Lastly, employers can provide resources that help employees manage their time more effectively. For example, employers could provide time-tracking software or online courses on proper time management.

#2 Humanizing Compensation & Benefits

It's no secret that happy employees are more engaged and less likely to leave their company. But what is the key to keeping employees satisfied and preventing quiet quitting from happening?

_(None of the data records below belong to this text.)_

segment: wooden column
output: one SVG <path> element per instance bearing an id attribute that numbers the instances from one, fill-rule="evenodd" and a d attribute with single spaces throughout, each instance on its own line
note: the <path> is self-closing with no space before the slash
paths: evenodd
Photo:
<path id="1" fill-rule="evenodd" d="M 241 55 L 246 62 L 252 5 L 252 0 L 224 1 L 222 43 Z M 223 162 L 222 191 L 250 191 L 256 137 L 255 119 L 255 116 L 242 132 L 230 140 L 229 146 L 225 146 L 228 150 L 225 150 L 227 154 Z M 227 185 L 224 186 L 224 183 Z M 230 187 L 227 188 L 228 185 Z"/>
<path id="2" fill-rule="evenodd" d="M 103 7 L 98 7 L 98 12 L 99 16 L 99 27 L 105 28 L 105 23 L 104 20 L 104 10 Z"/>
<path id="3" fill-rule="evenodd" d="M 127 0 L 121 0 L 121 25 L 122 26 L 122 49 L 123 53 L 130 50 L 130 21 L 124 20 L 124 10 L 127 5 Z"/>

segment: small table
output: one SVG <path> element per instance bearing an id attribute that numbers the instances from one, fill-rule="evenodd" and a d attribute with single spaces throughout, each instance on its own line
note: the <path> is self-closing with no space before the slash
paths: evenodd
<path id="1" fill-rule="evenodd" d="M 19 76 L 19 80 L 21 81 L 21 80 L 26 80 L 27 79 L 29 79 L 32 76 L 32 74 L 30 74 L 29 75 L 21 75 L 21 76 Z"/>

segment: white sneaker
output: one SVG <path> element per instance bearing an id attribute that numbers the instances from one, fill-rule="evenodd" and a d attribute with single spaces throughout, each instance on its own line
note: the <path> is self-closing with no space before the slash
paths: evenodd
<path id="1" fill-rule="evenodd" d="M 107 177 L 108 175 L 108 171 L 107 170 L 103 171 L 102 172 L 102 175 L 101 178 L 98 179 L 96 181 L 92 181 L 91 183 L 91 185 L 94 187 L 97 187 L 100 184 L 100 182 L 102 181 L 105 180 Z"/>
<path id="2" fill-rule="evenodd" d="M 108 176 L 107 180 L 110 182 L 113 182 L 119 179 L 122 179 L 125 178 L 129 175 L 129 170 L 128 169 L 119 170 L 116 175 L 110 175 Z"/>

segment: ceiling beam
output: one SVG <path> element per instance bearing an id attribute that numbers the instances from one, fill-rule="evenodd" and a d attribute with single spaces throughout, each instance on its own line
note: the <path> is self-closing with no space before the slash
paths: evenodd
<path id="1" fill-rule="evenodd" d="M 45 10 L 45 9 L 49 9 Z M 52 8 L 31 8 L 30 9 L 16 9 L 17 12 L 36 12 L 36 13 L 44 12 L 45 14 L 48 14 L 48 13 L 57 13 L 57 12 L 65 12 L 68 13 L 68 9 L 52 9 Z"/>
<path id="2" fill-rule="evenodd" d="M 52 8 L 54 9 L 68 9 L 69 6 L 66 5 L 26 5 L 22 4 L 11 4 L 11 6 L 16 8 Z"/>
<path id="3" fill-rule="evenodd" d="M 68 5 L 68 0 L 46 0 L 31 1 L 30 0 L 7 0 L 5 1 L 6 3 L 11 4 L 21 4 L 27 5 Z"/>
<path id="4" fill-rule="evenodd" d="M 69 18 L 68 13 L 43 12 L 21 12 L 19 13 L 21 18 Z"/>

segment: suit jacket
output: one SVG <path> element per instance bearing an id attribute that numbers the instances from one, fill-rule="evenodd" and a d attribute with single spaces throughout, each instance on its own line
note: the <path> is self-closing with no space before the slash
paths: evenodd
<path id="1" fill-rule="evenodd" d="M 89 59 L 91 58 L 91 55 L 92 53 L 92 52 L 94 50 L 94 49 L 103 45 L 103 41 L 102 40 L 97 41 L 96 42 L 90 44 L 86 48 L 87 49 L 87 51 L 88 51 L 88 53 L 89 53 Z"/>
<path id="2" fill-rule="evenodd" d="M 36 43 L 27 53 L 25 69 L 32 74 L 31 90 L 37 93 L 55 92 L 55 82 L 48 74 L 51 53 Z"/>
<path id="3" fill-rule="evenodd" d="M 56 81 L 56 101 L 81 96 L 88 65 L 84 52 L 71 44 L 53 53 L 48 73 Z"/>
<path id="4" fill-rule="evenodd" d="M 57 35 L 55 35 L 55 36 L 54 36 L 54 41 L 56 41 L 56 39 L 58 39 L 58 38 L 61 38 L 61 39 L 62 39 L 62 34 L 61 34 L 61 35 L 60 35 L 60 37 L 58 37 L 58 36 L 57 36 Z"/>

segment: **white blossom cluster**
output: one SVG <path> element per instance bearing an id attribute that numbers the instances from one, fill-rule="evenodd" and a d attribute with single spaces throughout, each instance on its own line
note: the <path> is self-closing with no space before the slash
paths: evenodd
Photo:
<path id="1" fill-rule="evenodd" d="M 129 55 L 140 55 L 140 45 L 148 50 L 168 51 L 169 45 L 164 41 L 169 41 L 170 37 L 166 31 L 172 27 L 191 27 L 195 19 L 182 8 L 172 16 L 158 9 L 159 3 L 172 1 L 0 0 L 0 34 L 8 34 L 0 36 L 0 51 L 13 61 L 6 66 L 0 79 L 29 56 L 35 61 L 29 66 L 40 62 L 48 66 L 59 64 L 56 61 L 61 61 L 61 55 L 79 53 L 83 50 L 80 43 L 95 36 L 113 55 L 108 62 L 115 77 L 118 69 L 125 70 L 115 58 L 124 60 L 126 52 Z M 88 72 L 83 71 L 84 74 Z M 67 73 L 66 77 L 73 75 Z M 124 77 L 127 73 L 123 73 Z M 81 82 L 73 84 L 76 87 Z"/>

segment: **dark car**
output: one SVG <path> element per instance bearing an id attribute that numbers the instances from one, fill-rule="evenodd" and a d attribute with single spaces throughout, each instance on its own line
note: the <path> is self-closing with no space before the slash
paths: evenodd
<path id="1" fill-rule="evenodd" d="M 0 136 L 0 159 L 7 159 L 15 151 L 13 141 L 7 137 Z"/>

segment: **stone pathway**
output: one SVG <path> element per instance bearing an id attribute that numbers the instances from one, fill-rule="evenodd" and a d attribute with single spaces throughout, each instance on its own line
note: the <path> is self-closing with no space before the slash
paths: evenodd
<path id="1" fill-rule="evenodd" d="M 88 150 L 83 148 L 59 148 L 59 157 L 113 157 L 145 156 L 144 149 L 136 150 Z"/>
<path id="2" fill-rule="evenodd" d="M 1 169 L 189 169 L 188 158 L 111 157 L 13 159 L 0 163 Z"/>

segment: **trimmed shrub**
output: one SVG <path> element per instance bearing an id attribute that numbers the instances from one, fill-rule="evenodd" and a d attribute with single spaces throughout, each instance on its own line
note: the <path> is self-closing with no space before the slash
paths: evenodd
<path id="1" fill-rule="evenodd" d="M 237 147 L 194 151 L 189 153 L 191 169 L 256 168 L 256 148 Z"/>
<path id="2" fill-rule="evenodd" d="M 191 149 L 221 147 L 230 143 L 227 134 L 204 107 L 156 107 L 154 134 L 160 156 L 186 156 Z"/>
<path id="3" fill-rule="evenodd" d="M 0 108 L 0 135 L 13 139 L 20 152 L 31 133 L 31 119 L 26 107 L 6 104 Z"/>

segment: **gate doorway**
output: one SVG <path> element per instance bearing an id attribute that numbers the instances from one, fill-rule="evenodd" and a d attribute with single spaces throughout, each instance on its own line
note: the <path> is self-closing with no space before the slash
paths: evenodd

Compensation and benefits play a big role in increasing employee engagement.

Here's how:

  • Offering competitive salaries and wages will help attract and retain the best employees.
  • A comprehensive benefits package will show employees that you care about their well-being and make them feel valued.
  • Creating unique employee recognition programs will show employees that their hard work is appreciated and encourage them to contribute and stay for a longer term with the company.
  • Don't forget, allowing employees to develop themselves personally and professionally by upskilling and reskilling is something they would appreciate to perform better at work.

#3 Improving Work Relationship

It has been said that trust is the cornerstone of any relationship - and this is especially true in the workplace. A recent study found that employees who trust their colleagues and leaders are more engaged in their work and less likely to experience burnout, which means less possibility for them to quiet quitting.

Furthermore, when employees feel they can trust their colleagues and leaders, they are more likely to share information and ideas openly. It prevents silos from forming in the workplace and allows for more collaboration and creativity.

So how can you improve work relationships and increase trust?

Here are a few tips:

  • Get to know your colleagues on a personal level. Take the time to learn about their interests, families, etc.
  • Be transparent in your communication with others. Share your thoughts and feelings openly, without fear of judgment.
  • Listen more than you speak, and treat others just the way you want to be treated.


Quiet quitting is a new trend in the workforce, especially in the younger generations.

Some of these young generations do it because they feel they are not being heard or valued at their job or have a false perception of their workplaces due to a lack of communication from their managers, or maybe what they see, hear, or feel at work doesn't match with their values, work preferences or future career aspirations.

Employers must be aware of this trend and take necessary steps to prevent it by analyzing their employees' perspectives, taking necessary steps to humanize the workplace, and educating them about the importance of balancing or even integrating work and life aspects.

Two-way communication is one of the key factors because gaining your employees' support for the best approach to align their individual and company goals while giving them time to enjoy their lives outside of work can significantly increase retention and make them realize that their individual contribution means a lot to the company's growth in the long run.